Ogni giorno, sul nostro posto di lavoro, siamo a stretto contatto con pazienti che cercano un po’ di pace, e per poter riuscire ad assisterli in questa ricerca dobbiamo assicurarci di vivere in pace noi per primi. Certo questo non è facile al giorno d’oggi, con le continue pressioni a cui siamo sottoposti, ma recentemente ho fatto uno studio sui fattori che nella Bibbia sono associati alla pace, e ne ho trovati almeno 14. Tre di questi sono particolarmente importanti, poiché la pace che portano è descritta come “grande” o “perfetta”.

Il primo è l’amore per la Parola di Dio. (Salmo 119:165). La Parola di Dio porta pace perché è potente. Il Salmo 29 è pieno di esempi dei potenti effetti della voce di Dio, che fa tremare il deserto e guizzare i fulmini. Ed è per questo che il Signore benedirà il suo popolo dandogli pace (Salmo 29:11). Gesù era in grado di calmare le tempeste usando solo la propria voce (Marco 4:39), e ai suoi discepoli diceva: “Vi ho detto queste cose, affinché abbiate pace in me.” (Giovanni 16:33). Quando Dio parla, ci da pace attraverso la Sua forza.

Se le cose stanno così, come è possibile che talvolta non riusciamo a beneficiarne? Giacomo ci fornisce una risposta quando ci ricorda di “ricevere con dolcezza la parola che è stata piantata in noi, e che può salvare le anime nostre.” (Giacomo 1:21). Per aver effetto, dunque, la Parola non solo deve essere ricevuta, ma anche ben piantata nel terreno del nostro cuore.

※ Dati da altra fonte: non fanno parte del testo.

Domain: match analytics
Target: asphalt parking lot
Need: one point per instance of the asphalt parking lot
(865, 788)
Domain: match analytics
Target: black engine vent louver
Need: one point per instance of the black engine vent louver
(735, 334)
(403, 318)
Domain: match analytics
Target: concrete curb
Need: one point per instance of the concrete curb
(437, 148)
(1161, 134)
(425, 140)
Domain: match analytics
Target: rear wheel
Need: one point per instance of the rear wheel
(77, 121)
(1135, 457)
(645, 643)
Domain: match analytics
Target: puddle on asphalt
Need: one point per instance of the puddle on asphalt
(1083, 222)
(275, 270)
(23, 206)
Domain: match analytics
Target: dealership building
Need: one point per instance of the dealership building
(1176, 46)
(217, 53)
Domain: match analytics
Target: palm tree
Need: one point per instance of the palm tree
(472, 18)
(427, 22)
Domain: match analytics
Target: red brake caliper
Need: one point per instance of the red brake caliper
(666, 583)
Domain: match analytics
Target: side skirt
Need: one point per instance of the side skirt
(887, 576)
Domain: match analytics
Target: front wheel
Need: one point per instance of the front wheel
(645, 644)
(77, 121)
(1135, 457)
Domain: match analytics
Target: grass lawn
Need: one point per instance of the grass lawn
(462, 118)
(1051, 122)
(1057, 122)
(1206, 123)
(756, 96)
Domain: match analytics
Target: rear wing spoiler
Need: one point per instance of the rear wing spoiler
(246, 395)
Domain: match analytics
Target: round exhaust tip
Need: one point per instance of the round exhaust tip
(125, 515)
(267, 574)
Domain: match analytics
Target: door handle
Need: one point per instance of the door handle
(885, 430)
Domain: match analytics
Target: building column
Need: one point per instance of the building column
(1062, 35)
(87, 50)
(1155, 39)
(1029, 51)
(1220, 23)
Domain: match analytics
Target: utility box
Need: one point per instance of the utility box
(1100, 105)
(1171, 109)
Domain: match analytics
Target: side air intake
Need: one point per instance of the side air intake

Gesù stesso ci aveva avvertito, attraverso la famosa parabola del seminatore (Matteo 13: 18-23), delle conseguenze che derivano da un’assimilazione difettosa della sua Parola. Un cuore duro, un cuore non abbastanza profondo, un cuore ricolmo di altre cose: questi sono i terreni in cui la sua Parola non può crescere fino a raggiungere il suo vero potenziale. E questi descrivono anche le caratteristiche dei Cristiani che non riescono a sperimentare appieno la pace di Dio, che va oltre quello che noi possiamo comprendere.

Quanto fu profondamente diverso l’atteggiamento dei Cristiani tessalonicesi. A loro Paolo scrisse che ringraziava continuamente Dio poiché “quando riceveste da noi la parola della predicazione di Dio, voi l’accettaste non come parola di uomini, ma, quale essa è veramente, come parola di Dio, la quale opera efficacemente in voi che credete.” (1 Tessalonicesi 2: 13). Non c’è da stupirsi che proprio questi credenti conoscevano il Signore come il Dio della Pace (1 Tessalonicesi 5:23, 2 Tessalonicesi 3:16).

La mia preghiera oggi è che Dio ci aiuti a conoscerlo in questa maniera, come Dio della Pace.

Signore, insegnami ad amare la tua parola, e ad obbedirla, affinché io possa sperimentare la tua pace nel mio cuore oggi stesso.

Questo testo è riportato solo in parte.